Forum OpenACS Development: Re: complex survey datamodel suggestion/question

Posted by Stan Kaufman on
Malte, here's a reason to put integers into an integer column, and real numbers into a numeric column: all the db's built-in aggregate functions (avg, stddev, sum, variance, etc) and mathematical functions and operators (add, substract, etc etc) won't work. If we do this, all data extraction procs for data in the Assessment system will have to select data, drag it back into tcl, and do the math there. This violates the "push everything back into the database that can be pushed there" principle.

This would be exactly like relying on the tcl to enforce uniqueness or any other kind of constraint. Sure, it could be done, but that's not considered best practice as far as I understand.

What would be the benefit of storing everything (numbers, strings, etc) as a string and then figuring out after you get the data what it is? Surely the amount of disk space saved by not having empty integer and numeric columns is trivial. And we need the other kinds of *_answer columns for holding references to cr_revisions (content_answer) etc etc anyway.

Seems to me that rather than pushing us to conflate all data into a single omnibus string type, Cathy's requirement just means we should add something to handle the exponential data she mentions. And in PG, it looks to me as if the "real" or "double" data type should work fine, in which case we should use it instead of the hackish "exponential type (stored as a varchar)" I suggested.

From :

"Normally, the real type has a range of at least -1E+37 to +1E+37 with a precision of at least 6 decimal digits. The double precision type normally has a range of around -1E+308 to +1E+308 with a precision of at least 15 digits. Values that are too large or too small will cause an error. Rounding may take place if the precision of an input number is too high. Numbers too close to zero that are not representable as distinct from zero will cause an underflow error."

Cathy, am I wrong here? Can't "real" or "double" work in your situation?

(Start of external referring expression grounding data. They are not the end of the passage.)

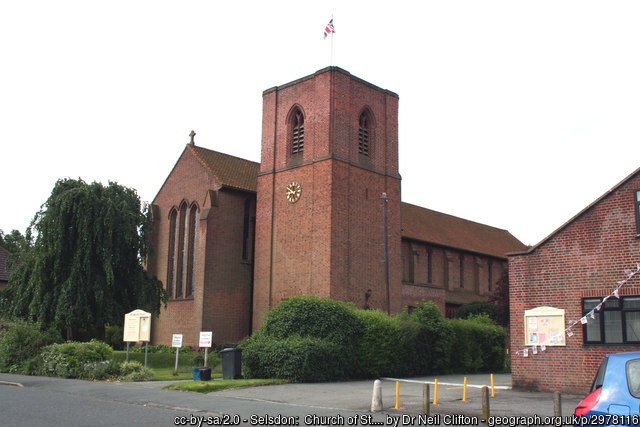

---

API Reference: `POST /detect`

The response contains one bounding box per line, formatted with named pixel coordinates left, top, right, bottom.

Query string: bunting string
left=513, top=263, right=640, bottom=358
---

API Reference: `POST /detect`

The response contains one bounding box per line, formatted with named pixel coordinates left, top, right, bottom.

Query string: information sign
left=123, top=309, right=151, bottom=342
left=199, top=331, right=213, bottom=348
left=172, top=334, right=183, bottom=348
left=524, top=306, right=565, bottom=346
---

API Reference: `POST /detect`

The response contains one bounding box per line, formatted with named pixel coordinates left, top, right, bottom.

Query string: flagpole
left=331, top=31, right=334, bottom=66
left=330, top=14, right=334, bottom=66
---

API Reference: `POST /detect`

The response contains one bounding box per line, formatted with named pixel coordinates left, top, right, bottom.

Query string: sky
left=1, top=1, right=640, bottom=247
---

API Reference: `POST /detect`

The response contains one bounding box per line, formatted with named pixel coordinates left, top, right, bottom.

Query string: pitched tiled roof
left=162, top=145, right=526, bottom=259
left=0, top=246, right=11, bottom=282
left=189, top=145, right=259, bottom=193
left=401, top=202, right=528, bottom=259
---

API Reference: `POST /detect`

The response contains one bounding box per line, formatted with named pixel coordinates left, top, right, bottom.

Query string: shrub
left=104, top=325, right=124, bottom=350
left=0, top=319, right=61, bottom=372
left=119, top=361, right=155, bottom=381
left=241, top=334, right=342, bottom=382
left=448, top=316, right=506, bottom=373
left=82, top=359, right=121, bottom=380
left=401, top=301, right=453, bottom=374
left=39, top=339, right=113, bottom=378
left=354, top=310, right=405, bottom=378
left=256, top=296, right=361, bottom=378
left=261, top=296, right=360, bottom=349
left=129, top=344, right=192, bottom=353
left=456, top=301, right=500, bottom=323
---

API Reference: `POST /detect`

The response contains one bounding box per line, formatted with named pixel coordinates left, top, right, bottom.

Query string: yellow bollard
left=491, top=373, right=495, bottom=397
left=463, top=376, right=467, bottom=401
left=395, top=381, right=400, bottom=409
left=433, top=379, right=438, bottom=405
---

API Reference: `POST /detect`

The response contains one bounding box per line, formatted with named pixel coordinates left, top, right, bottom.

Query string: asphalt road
left=0, top=373, right=584, bottom=427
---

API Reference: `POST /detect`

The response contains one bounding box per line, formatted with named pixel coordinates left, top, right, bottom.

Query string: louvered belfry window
left=292, top=109, right=304, bottom=154
left=358, top=112, right=370, bottom=156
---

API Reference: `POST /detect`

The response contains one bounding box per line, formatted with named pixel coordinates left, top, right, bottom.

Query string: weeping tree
left=0, top=178, right=167, bottom=339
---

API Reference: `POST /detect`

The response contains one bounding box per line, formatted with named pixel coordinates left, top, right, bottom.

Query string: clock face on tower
left=286, top=181, right=302, bottom=203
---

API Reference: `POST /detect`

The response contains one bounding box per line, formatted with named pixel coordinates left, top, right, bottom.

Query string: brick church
left=146, top=67, right=527, bottom=347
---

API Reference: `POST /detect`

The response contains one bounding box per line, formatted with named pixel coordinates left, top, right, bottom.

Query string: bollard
left=482, top=386, right=490, bottom=420
left=463, top=376, right=467, bottom=402
left=491, top=373, right=495, bottom=397
left=371, top=380, right=383, bottom=412
left=395, top=381, right=400, bottom=409
left=423, top=383, right=430, bottom=415
left=554, top=391, right=562, bottom=417
left=433, top=379, right=438, bottom=405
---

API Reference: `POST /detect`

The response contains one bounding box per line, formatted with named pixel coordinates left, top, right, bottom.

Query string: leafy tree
left=488, top=268, right=510, bottom=326
left=455, top=300, right=499, bottom=323
left=0, top=178, right=167, bottom=339
left=0, top=229, right=30, bottom=274
left=0, top=229, right=29, bottom=255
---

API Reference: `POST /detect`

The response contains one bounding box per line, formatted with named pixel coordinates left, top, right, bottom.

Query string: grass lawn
left=164, top=378, right=289, bottom=393
left=113, top=350, right=222, bottom=381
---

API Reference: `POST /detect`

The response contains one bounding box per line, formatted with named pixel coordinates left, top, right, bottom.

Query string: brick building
left=148, top=67, right=526, bottom=346
left=509, top=167, right=640, bottom=393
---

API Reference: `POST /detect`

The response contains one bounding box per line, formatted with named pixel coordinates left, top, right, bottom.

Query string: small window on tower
left=358, top=111, right=370, bottom=156
left=291, top=109, right=304, bottom=155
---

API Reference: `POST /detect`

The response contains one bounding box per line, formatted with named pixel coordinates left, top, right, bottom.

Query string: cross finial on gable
left=189, top=130, right=196, bottom=146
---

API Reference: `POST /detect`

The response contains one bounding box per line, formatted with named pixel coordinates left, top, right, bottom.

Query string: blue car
left=574, top=351, right=640, bottom=426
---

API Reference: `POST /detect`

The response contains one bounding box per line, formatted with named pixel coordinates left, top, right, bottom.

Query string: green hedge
left=354, top=310, right=404, bottom=378
left=456, top=301, right=500, bottom=323
left=241, top=296, right=506, bottom=382
left=448, top=315, right=506, bottom=373
left=261, top=296, right=361, bottom=348
left=112, top=350, right=217, bottom=369
left=403, top=301, right=454, bottom=374
left=242, top=333, right=343, bottom=382
left=240, top=296, right=361, bottom=381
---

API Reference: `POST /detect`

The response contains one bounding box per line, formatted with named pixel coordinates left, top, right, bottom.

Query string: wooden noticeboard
left=123, top=309, right=151, bottom=342
left=524, top=306, right=565, bottom=346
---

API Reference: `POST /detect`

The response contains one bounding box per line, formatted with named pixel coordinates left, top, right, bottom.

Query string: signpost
left=199, top=331, right=213, bottom=367
left=172, top=334, right=183, bottom=374
left=123, top=309, right=151, bottom=366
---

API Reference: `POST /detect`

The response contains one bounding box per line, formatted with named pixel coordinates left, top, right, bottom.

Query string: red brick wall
left=149, top=146, right=254, bottom=347
left=509, top=171, right=640, bottom=393
left=253, top=67, right=402, bottom=329
left=201, top=190, right=254, bottom=344
left=401, top=240, right=506, bottom=315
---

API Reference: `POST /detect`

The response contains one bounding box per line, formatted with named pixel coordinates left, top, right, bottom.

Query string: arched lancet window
left=175, top=202, right=188, bottom=298
left=185, top=203, right=198, bottom=297
left=166, top=208, right=178, bottom=297
left=358, top=111, right=371, bottom=156
left=291, top=108, right=304, bottom=154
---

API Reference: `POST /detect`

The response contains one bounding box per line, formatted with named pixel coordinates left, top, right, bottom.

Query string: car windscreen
left=626, top=358, right=640, bottom=398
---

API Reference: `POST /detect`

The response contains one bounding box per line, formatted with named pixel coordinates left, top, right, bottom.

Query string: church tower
left=252, top=67, right=402, bottom=329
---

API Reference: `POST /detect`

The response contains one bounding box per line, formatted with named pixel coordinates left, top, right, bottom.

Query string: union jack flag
left=323, top=18, right=335, bottom=39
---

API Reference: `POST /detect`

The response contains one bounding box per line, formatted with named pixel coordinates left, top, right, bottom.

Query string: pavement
left=0, top=372, right=585, bottom=425
left=216, top=373, right=584, bottom=418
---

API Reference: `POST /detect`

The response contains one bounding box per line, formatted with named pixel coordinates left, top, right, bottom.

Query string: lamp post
left=381, top=192, right=390, bottom=314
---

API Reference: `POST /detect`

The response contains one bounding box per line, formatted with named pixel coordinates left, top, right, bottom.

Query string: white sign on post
left=172, top=334, right=183, bottom=348
left=199, top=331, right=213, bottom=348
left=123, top=309, right=152, bottom=342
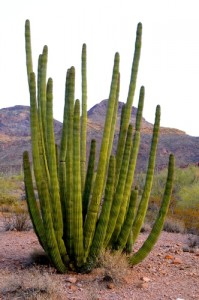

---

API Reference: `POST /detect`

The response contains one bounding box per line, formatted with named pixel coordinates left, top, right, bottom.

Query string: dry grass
left=0, top=267, right=66, bottom=299
left=163, top=217, right=185, bottom=233
left=96, top=249, right=130, bottom=285
left=2, top=206, right=32, bottom=231
left=187, top=235, right=199, bottom=248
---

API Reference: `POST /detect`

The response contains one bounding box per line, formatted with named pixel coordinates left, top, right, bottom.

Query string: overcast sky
left=1, top=0, right=199, bottom=136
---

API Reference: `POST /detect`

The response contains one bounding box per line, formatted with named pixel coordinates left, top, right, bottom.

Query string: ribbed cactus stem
left=115, top=189, right=137, bottom=250
left=104, top=124, right=133, bottom=246
left=114, top=86, right=144, bottom=239
left=132, top=105, right=161, bottom=245
left=73, top=99, right=84, bottom=266
left=83, top=53, right=119, bottom=259
left=129, top=154, right=174, bottom=265
left=23, top=151, right=48, bottom=253
left=82, top=139, right=96, bottom=221
left=89, top=156, right=115, bottom=260
left=46, top=78, right=67, bottom=262
left=108, top=73, right=120, bottom=159
left=115, top=23, right=142, bottom=184
left=39, top=180, right=67, bottom=273
left=29, top=72, right=43, bottom=192
left=25, top=20, right=33, bottom=83
left=81, top=44, right=87, bottom=191
left=64, top=67, right=75, bottom=257
left=59, top=69, right=70, bottom=162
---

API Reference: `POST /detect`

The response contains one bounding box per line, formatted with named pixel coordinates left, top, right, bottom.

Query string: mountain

Dunno what Oracle-equivalent there is, but surely there is one. (Though since Oracle still doesn't even have a boolean, maybe not.)

Posted by Cathy Sarisky on
Real or double can satisfactorily hold the student's answer, provided we don't care about being able to echo back the student's answer exactly as typed.  If, however, we want to know whether the student typed 6.02x10<sup>23</sup> or 6.020x10<sup>23</sup>, stuffing it into either type of column will result in it being converted to 602000000000000000000000.  And, in the event that we want to do some math on it in tcl despite plans to push everything to the database:

% set big 6.02e23
% set answer 6.01e23
% expr $answer/$big

% set big 6020000000000000000000
% set answer $big
% expr $big/$answer
integer value too large to represent

Posted by Guan Yang on
Use Mpexpr? ;-)
Posted by Cathy Sarisky on
*blush* ok, ignore the tclsh stuff i just posted.  *IF* I write the numbers as non-integers, I can still do math...
Posted by Malte Sussdorff on
Stan, this is a very good reason. I had this argument with some friends and needed canon fooder which you brilliantly gave. I still think that most of the checking should be done by the check_item functions, as this is the only way to give a nice error message back (or am I mistaken and postgres throws up with a reason why it did not like an insert?).